Miao Huixin couldn't help but smile as he introduced his artworks to an audience in Xiuzhou district, Jiaxing, Zhejiang province, in June.
Miao, a 62-year-old former farmer, is excited to see many visitors are coming to his village to see his works. He has won many awards for his paintings of rural life. He was named one of 10"outstanding Asian artists" by Time magazine in 1998 and a national "excellent folk painter" at the 7th China Art Festival in Jiaxing in 2004. He has held solo exhibitions overseas such as in the United States and Japan.
"None of that would have been possible without farmers painting," Miao says.
Farmers painting took roots in rural China in the 1950s, with distinctive historical and social elements in the early days after New China was founded.
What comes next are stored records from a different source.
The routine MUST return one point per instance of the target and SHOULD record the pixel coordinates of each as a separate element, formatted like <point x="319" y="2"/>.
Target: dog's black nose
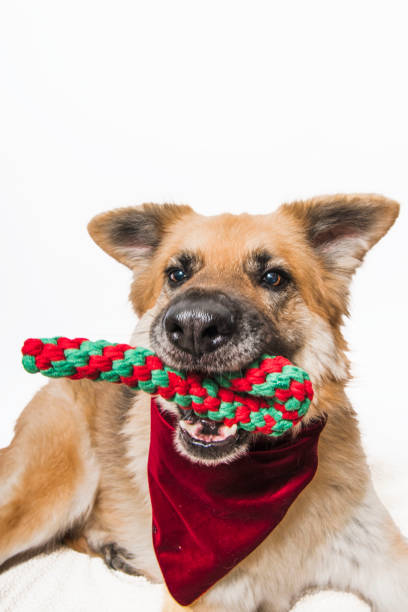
<point x="199" y="324"/>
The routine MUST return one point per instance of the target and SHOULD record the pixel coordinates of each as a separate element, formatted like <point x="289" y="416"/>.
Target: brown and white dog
<point x="213" y="293"/>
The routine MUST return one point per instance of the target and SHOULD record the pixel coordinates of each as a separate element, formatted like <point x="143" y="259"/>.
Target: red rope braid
<point x="270" y="397"/>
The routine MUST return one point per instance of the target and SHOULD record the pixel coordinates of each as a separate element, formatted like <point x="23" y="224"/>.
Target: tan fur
<point x="80" y="454"/>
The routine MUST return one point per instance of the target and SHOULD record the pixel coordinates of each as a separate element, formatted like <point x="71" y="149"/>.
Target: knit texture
<point x="270" y="396"/>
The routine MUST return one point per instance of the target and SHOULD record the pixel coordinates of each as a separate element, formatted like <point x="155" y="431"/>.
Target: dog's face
<point x="222" y="290"/>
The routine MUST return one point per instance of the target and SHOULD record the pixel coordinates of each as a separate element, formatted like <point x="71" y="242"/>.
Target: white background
<point x="227" y="106"/>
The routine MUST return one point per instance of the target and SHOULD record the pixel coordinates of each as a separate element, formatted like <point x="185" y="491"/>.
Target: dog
<point x="212" y="294"/>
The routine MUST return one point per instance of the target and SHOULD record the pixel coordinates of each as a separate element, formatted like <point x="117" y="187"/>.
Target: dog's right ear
<point x="131" y="235"/>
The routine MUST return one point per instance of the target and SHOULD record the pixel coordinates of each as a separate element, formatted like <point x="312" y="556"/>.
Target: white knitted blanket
<point x="66" y="581"/>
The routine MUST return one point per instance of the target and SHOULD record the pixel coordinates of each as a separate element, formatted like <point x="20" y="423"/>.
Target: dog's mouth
<point x="207" y="440"/>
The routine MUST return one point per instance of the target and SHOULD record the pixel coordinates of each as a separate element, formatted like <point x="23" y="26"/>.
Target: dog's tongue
<point x="206" y="431"/>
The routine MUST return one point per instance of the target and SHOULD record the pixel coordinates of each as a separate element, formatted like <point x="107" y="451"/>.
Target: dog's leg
<point x="48" y="474"/>
<point x="369" y="558"/>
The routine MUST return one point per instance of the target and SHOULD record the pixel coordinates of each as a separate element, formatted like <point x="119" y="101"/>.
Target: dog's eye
<point x="272" y="278"/>
<point x="177" y="275"/>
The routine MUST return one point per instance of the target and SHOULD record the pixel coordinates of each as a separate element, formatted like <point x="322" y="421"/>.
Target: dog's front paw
<point x="118" y="558"/>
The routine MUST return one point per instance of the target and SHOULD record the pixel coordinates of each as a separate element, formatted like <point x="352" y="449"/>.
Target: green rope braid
<point x="270" y="397"/>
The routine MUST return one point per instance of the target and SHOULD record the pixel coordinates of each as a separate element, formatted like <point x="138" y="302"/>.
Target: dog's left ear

In 1984, the then Ministry of Culture (now Ministry of Culture and Tourism) and the China Artists Association held the first national exhibition of farmers painting in Beijing, which encouraged the development of this kind of art. Rural artists with different styles emerged from all over the country.
Miao began painting in the early 1980s, when local authorities offered training to him and a few other farmers who had some painting experience.
"I started copying artworks at age 18, and people around me knew it," Miao says.